L'article suivant l'étude proprement cacographique de Sophie Balso, signé par Pierre Vilar, est sans conteste le plus intéressant de ce dossier informe et dépourvu d'intérêt. Vilar y évoque le personnage gadennien, un «homme sans appartement, sans apparentement et sans appartenance» (p. 305) en insistant sur la monstruosité du dernier texte de Gadenne, Les Hauts-Quartiers.
L'article de Pierre Vilar aurait pu être plus long mais nous retrouvons, trop vite à mon goût, Sophie Balso interrogeant Jean-Yves Tadié : l'entretien se lit facilement, nous n'y apprenons rien, même si Tadié nous livre quelques vues intéressantes sur l'occultation éditoriale de Paul Gadenne, considéré comme un écrivain ayant «la figure, la hauteur de ton d'un Julien Gracq, l'agressivité en moins» (p. 308) et comme un auteur qui, sans jamais recourir au «langage philosophique», traite des «vrais problèmes qu'aborde la philosophie», dans la lignée, ô combien prestigieuse, des créateurs chez qui l'on trouve «toutes les grandes questions», au premier rang desquels le plus ancien d'entre eux, Homère (p. 312).

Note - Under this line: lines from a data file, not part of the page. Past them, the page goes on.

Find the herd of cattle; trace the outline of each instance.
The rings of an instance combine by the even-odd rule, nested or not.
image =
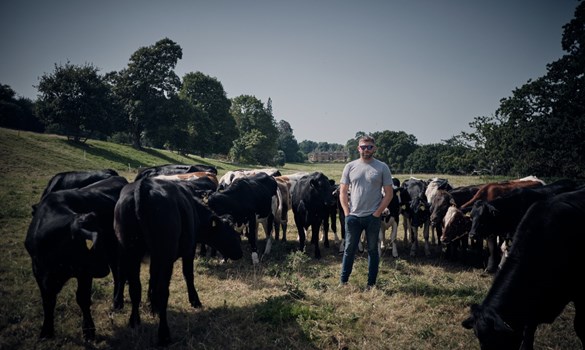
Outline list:
[[[245,234],[252,263],[258,264],[270,254],[272,232],[275,240],[286,240],[289,211],[301,251],[310,229],[314,256],[320,258],[320,233],[324,233],[323,245],[329,247],[330,227],[342,249],[339,187],[325,174],[282,175],[278,169],[256,169],[229,171],[219,179],[217,175],[217,169],[206,165],[151,167],[133,182],[113,170],[55,175],[33,205],[25,241],[43,302],[40,336],[54,336],[57,294],[75,278],[82,332],[86,339],[94,339],[92,279],[110,272],[113,308],[123,307],[128,284],[129,324],[140,324],[140,267],[149,256],[147,295],[159,316],[158,342],[168,344],[167,304],[174,262],[181,258],[189,301],[200,307],[193,282],[196,245],[236,260],[243,256],[241,235]],[[571,301],[576,333],[585,341],[585,321],[577,316],[585,288],[575,278],[585,267],[585,258],[578,254],[584,243],[584,235],[578,234],[585,217],[584,186],[566,179],[545,184],[532,176],[455,188],[440,178],[394,181],[393,200],[382,215],[380,250],[389,247],[393,257],[399,256],[400,218],[411,256],[418,253],[419,228],[427,256],[432,245],[449,258],[487,246],[485,266],[495,273],[494,281],[482,304],[473,305],[462,323],[474,329],[482,349],[532,348],[538,324],[552,322]],[[257,247],[259,225],[266,233],[262,256]]]

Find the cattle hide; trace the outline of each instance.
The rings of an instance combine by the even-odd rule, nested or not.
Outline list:
[[[117,286],[114,206],[128,182],[112,176],[79,189],[47,193],[29,225],[25,247],[32,259],[33,274],[41,292],[44,320],[41,338],[54,336],[57,294],[69,279],[77,279],[85,339],[95,338],[91,316],[93,278],[113,273]],[[116,290],[114,290],[116,293]]]
[[[534,203],[516,228],[514,244],[480,305],[463,327],[482,349],[532,349],[539,324],[552,323],[569,302],[574,327],[585,344],[582,317],[585,188]]]

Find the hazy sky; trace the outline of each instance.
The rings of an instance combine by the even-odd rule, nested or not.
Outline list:
[[[2,1],[0,83],[36,99],[55,64],[105,74],[168,37],[179,77],[228,98],[272,99],[298,142],[404,131],[419,144],[469,131],[563,55],[576,0]]]

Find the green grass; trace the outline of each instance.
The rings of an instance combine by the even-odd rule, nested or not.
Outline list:
[[[75,302],[76,282],[69,281],[58,297],[56,337],[37,339],[42,324],[38,287],[32,275],[24,237],[36,203],[57,172],[112,168],[132,180],[137,168],[165,163],[211,164],[220,175],[252,167],[163,150],[137,151],[100,141],[75,145],[54,135],[0,129],[0,349],[150,349],[156,344],[158,320],[143,305],[143,324],[127,327],[129,299],[121,312],[110,311],[111,277],[94,280],[92,314],[95,342],[84,343],[81,315]],[[324,172],[338,181],[343,164],[287,164],[283,173]],[[401,181],[410,174],[395,174]],[[428,178],[440,174],[414,174]],[[487,178],[444,176],[454,186],[490,181]],[[296,251],[297,232],[289,215],[287,242],[276,242],[269,256],[253,266],[247,242],[244,258],[221,263],[213,258],[195,261],[195,283],[202,309],[192,309],[176,263],[171,283],[169,349],[478,349],[473,333],[460,323],[468,305],[481,302],[491,276],[481,266],[407,255],[399,229],[401,258],[385,252],[378,287],[363,292],[367,256],[359,255],[349,286],[338,289],[341,258],[337,247]],[[333,240],[332,233],[329,233]],[[259,232],[259,247],[264,247]],[[543,257],[546,258],[546,257]],[[142,268],[146,300],[148,267]],[[537,307],[537,306],[536,306]],[[552,324],[539,327],[537,349],[577,349],[573,331],[574,307]]]

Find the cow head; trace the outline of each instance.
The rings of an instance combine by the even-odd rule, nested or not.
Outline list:
[[[471,229],[469,230],[469,237],[482,239],[487,237],[489,231],[489,223],[494,220],[497,215],[497,209],[490,203],[484,200],[478,200],[473,203],[471,207]]]
[[[461,325],[473,329],[482,350],[520,348],[522,332],[510,327],[496,310],[473,304],[470,311],[471,315]]]
[[[319,198],[322,199],[325,206],[330,207],[336,205],[337,202],[333,197],[333,188],[331,187],[331,183],[325,174],[313,173],[310,184],[312,190],[319,194]]]
[[[100,219],[94,212],[75,214],[70,226],[71,239],[80,258],[89,264],[93,277],[102,278],[110,273],[106,259],[107,247]],[[113,230],[113,226],[112,226]]]
[[[219,250],[224,258],[238,260],[243,256],[240,234],[228,217],[211,216],[210,230],[204,242]]]
[[[466,237],[470,227],[470,218],[463,214],[456,205],[450,206],[443,218],[443,234],[441,235],[441,242],[449,244],[455,240]]]

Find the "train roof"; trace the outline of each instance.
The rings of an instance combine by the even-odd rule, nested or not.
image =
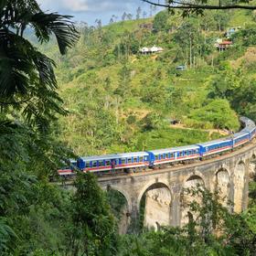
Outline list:
[[[244,129],[244,130],[245,130],[245,129]],[[238,138],[240,138],[240,137],[242,137],[242,136],[248,134],[249,132],[248,132],[248,131],[244,131],[244,130],[240,131],[240,133],[236,133],[234,134],[234,138],[235,138],[235,139],[238,139]]]
[[[176,151],[183,151],[183,150],[191,150],[191,149],[198,149],[199,147],[196,144],[191,145],[185,145],[185,146],[176,146],[172,148],[164,148],[164,149],[155,149],[155,150],[150,150],[148,152],[151,152],[153,154],[165,154],[165,153],[170,153],[170,152],[176,152]]]
[[[231,141],[231,137],[224,137],[224,138],[220,138],[218,140],[214,140],[214,141],[210,141],[210,142],[206,142],[206,143],[200,143],[200,144],[197,144],[199,146],[209,146],[212,144],[218,144],[219,143],[223,143],[223,142],[230,142]]]
[[[131,152],[131,153],[122,153],[122,154],[112,154],[112,155],[91,155],[80,157],[83,161],[101,161],[101,160],[112,160],[117,158],[128,158],[133,156],[144,156],[148,155],[146,152]]]

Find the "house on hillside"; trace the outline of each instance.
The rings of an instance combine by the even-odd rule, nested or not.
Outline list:
[[[219,44],[216,44],[216,46],[219,51],[225,50],[225,49],[230,48],[232,45],[233,45],[232,41],[222,41]]]
[[[227,38],[230,38],[230,37],[235,34],[236,32],[238,32],[240,29],[241,29],[241,27],[230,27],[227,30],[227,32],[225,33],[225,37]]]
[[[157,52],[163,52],[164,48],[159,47],[152,47],[152,48],[142,48],[139,49],[139,52],[142,54],[152,54],[152,53],[157,53]]]
[[[143,28],[143,29],[149,29],[149,30],[152,30],[153,29],[153,23],[143,23],[143,24],[140,24],[140,28]]]

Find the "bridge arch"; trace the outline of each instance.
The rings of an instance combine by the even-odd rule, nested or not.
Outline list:
[[[160,226],[171,225],[173,196],[168,184],[155,180],[142,189],[138,204],[141,213],[141,224],[147,229],[157,230]]]
[[[200,173],[194,173],[187,176],[187,179],[183,183],[183,188],[180,192],[180,226],[183,227],[188,222],[187,213],[189,212],[189,204],[192,201],[200,203],[200,198],[197,197],[192,197],[187,191],[187,188],[192,188],[197,185],[205,186],[204,176]]]
[[[246,165],[243,161],[238,162],[234,169],[233,184],[234,184],[234,211],[240,213],[243,209],[243,197],[245,188]]]
[[[132,199],[131,197],[129,196],[129,192],[126,192],[124,189],[117,187],[117,186],[108,186],[107,190],[112,189],[112,190],[116,190],[118,191],[120,194],[122,194],[127,202],[127,207],[128,207],[128,211],[131,213],[132,212]]]
[[[203,174],[198,171],[194,171],[193,173],[190,173],[184,177],[182,182],[182,187],[184,188],[186,185],[187,185],[187,181],[191,181],[194,179],[200,179],[203,181],[203,185],[207,186],[206,178],[203,176]]]
[[[161,188],[161,187],[166,187],[170,190],[168,182],[166,180],[153,180],[148,182],[144,187],[141,189],[140,194],[138,196],[138,208],[140,208],[141,205],[141,200],[144,193],[147,191],[154,189],[154,188]]]

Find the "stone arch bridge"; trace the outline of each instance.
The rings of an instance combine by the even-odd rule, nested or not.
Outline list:
[[[256,142],[235,152],[197,161],[143,173],[99,177],[103,189],[122,193],[127,201],[123,218],[126,228],[139,219],[142,198],[145,202],[144,225],[157,229],[158,225],[182,226],[187,220],[184,188],[204,184],[210,191],[220,188],[221,196],[234,203],[231,211],[240,212],[248,205],[249,181],[256,166]],[[223,202],[225,204],[225,202]],[[124,222],[125,222],[124,221]]]

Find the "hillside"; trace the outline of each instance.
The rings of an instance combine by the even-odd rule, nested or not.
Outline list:
[[[253,99],[239,101],[243,80],[255,76],[254,36],[244,41],[253,19],[249,11],[190,18],[161,12],[152,19],[80,27],[80,42],[67,57],[57,57],[52,42],[44,50],[57,61],[69,112],[58,124],[59,138],[84,155],[194,144],[238,130],[238,114],[254,117]],[[234,26],[241,27],[229,38],[233,46],[219,52],[214,43]],[[153,46],[164,51],[139,53]],[[177,70],[179,65],[186,69]],[[171,120],[183,129],[171,127]]]

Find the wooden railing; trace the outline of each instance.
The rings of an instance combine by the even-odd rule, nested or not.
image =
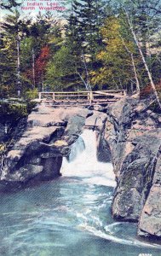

Notre si piètre dossier sur Paul Gadenne se termine enfin par l'article de Bruno Curatolo, un petit papier carré, typiquement universitaire mais rédigé, à la différence de celui de Sophie Balso, en français basique, consacré à la réception critique des romans de Paul Gadenne dans les revues Esprit et Europe. Heureusement, s'enthousiasme Curatolo dont le travail a été ainsi considérablement facilité, qu'il existe de copieux DVD de ces deux revues qui permettent de faire des recherches par occurrences de mots ! Heureusement, oui. Le papier de Curatolo, dont on s'imaginerait mal pour quelle drôle de raison Jean-Baptiste Para l'aurait écarté de ce dossier, se termine par un vibrant hommage, aussi plat que convenu (et sans doute, pour une partie, faux) sur le rôle des revues (vue en arrière, précise l'auteur) en tant que véritable avenir des lettres (p. 327). Merci bien mon bon Bruno, n'en faites pas plus, votre article sera publié dans Europe, même s'il pointe fâcheusement le fait que c'est l'autre revue, Esprit, qui la première a salué l'œuvre de Paul Gadenne !
Quelle unique conclusion tirer de ces quelques textes sur Paul Gadenne ?
Rien ou presque rien, sinon le fait que ce n'est pas un ensemble aussi hétéroclite et finalement, dans son ensemble, aussi peu intéressant qui risque de faire découvrir cet immense écrivain à de nouveaux lecteurs.

* Soyons justes avec Badiou : nombre de ses jugements sur les romans de Paul Gadenne (pp. 96-7) sont non seulement pertinents mais vrais même si notre penseur ne peut s'empêcher, stigmatisant chez Kierkegaard et Gadenne une prétendue «vision du féminin [qui] relève d'une mythologie post-romantique marquée par une sorte de sourde misogynie théologique», de revenir à son petit vomi crypto-révolutionnaire (cf p. 97).